Но после гильотины, этой счастливой игрушки смерти Парижской коммуны, я предвижу кровавые триумфы, которые в будущем будет праздновать социализм. Его идею, подобную роковым яйцам, высидел опять же еврей немецкого происхождения, потерявший лучшее из еврейства и набравшийся худшего у немцев, Карл Маркс. Несмотря на скуку этих идей и нищету стиля их реклам и политических выступлений, они достаточно сильны, чтобы перейти к насильственным действиям в разных местах Европы. Парижская коммуна, которая находит себе защитников и даже апологетов в Германии, может оказаться лишь легким отравлением желудка по сравнению с массовым летальным исходом в будущем.
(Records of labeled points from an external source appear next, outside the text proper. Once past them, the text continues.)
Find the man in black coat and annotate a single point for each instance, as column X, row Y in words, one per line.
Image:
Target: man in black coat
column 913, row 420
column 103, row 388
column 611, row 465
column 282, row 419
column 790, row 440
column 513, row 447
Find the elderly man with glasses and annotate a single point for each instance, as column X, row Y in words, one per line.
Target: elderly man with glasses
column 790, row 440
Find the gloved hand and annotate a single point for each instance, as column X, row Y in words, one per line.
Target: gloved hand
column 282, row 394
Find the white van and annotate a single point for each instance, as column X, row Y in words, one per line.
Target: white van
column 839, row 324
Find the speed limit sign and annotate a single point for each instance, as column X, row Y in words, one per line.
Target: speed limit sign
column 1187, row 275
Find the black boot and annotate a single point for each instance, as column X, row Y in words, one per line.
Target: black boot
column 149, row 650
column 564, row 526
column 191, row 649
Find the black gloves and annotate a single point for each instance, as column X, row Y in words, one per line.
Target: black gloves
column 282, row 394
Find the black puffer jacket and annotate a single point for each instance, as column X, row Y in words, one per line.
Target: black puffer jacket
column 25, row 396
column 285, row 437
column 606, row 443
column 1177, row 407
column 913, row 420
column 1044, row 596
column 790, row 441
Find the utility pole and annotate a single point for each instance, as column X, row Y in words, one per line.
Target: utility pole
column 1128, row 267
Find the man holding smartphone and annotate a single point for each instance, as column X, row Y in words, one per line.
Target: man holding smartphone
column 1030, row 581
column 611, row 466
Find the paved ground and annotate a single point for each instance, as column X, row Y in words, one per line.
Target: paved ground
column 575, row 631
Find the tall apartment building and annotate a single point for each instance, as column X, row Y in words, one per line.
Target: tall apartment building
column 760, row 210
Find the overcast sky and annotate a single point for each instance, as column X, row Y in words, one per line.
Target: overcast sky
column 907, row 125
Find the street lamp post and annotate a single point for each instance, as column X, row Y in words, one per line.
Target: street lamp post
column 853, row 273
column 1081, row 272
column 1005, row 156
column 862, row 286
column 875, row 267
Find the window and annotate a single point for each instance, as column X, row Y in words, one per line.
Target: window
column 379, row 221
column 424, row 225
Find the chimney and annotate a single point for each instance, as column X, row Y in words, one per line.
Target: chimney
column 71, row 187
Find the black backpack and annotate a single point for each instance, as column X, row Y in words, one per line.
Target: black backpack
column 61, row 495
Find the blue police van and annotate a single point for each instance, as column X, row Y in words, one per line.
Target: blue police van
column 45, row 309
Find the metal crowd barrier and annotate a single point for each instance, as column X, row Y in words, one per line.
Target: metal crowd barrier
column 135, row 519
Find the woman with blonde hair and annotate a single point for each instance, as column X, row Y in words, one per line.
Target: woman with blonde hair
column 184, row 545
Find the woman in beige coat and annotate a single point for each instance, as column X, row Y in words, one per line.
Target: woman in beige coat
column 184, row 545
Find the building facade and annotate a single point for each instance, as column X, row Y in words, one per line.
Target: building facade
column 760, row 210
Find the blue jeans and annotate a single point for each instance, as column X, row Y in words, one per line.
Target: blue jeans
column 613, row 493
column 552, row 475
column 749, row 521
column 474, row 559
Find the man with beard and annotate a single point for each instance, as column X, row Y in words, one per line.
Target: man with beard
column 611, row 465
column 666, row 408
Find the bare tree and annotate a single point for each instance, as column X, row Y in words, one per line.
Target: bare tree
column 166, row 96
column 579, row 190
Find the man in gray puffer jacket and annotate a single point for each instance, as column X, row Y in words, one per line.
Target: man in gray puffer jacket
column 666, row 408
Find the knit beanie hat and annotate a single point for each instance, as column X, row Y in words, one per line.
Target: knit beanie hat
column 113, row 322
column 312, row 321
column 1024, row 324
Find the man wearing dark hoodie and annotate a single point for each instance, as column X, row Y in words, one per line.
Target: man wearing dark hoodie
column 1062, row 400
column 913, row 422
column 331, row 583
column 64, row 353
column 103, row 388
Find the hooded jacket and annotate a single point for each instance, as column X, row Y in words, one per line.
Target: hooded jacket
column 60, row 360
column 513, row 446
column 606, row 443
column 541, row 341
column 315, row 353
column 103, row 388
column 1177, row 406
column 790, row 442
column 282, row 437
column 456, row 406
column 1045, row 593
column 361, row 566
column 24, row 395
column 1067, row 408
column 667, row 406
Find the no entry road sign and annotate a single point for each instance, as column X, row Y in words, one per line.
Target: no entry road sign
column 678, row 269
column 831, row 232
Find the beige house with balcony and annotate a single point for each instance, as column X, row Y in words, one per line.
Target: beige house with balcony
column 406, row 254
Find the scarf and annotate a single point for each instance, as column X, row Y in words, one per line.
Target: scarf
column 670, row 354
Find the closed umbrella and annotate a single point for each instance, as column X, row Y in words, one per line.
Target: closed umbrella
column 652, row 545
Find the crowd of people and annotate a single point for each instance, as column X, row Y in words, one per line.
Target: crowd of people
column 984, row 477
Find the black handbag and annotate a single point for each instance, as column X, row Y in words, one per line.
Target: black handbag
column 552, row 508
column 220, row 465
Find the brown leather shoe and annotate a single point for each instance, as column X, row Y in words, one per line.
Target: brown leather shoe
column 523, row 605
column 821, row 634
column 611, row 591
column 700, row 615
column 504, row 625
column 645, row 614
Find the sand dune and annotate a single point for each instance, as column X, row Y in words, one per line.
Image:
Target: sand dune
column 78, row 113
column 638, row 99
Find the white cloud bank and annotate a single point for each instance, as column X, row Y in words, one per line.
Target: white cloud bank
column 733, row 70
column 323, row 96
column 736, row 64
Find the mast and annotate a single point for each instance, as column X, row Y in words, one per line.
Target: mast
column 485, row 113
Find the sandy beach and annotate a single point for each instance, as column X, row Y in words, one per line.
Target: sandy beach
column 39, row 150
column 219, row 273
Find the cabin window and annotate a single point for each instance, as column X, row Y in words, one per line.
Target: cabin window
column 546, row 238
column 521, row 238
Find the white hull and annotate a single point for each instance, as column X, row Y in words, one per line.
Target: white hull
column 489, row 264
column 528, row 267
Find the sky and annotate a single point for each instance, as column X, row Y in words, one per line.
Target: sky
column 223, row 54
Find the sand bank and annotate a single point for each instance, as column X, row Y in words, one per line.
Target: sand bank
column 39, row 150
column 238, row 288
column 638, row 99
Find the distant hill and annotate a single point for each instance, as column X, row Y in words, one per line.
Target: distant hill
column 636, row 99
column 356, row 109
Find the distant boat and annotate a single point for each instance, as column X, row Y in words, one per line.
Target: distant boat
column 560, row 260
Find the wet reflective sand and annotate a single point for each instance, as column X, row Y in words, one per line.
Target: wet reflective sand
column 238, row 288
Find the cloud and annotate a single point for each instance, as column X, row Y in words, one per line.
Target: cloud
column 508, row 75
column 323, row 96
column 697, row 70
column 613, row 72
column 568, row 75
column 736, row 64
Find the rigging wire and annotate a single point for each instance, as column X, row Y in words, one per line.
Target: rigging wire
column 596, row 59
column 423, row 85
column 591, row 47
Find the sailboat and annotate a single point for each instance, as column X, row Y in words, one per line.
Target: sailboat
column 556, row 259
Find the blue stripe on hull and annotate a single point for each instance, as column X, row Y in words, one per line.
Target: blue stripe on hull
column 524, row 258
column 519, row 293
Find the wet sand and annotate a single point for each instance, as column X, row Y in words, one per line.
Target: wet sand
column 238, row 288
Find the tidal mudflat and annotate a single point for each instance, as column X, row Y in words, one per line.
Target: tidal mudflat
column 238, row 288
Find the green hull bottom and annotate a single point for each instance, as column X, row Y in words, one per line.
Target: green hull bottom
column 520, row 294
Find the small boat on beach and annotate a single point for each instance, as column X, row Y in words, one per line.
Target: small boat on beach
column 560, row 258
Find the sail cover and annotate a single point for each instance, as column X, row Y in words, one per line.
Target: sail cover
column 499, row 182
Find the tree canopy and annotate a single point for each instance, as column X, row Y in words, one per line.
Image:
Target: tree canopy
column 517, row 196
Учение социализма пытается, но не может скрыть свою волю к отрицанию жизни. Такое учение могли выдумать только неудачники, будь то отдельные индивиды или целые народы. Даже если это учение сумеет где-то достигнуть своей цели ценой огромного количества человеческих жертв, конец его предопределен и исчезновение его неизбежно.
Не перестает удивлять печальный повторяющийся феномен того, как руки чистых теоретиков время от времени обагряются кровью жертв, повинных лишь в том, что не желали из нормального тяготения к свободе и сохранения своего достоинства, подчиняться инстинктам этих теоретиков, роковым образом тяготеющих к открывшимся им и только для них истинам.
272
Из снов, составляющих иную сторону нашей жизни, возникла идея иного — параллельного, ирреального, потустороннего — мира. Все философские измышления, главным образом, Канта и Гегеля — единство противоположностей и «вещь в себе» — околдовали человечество именно потому, что не имеют под собой никаких реальных оснований.
Ознакомительная версия.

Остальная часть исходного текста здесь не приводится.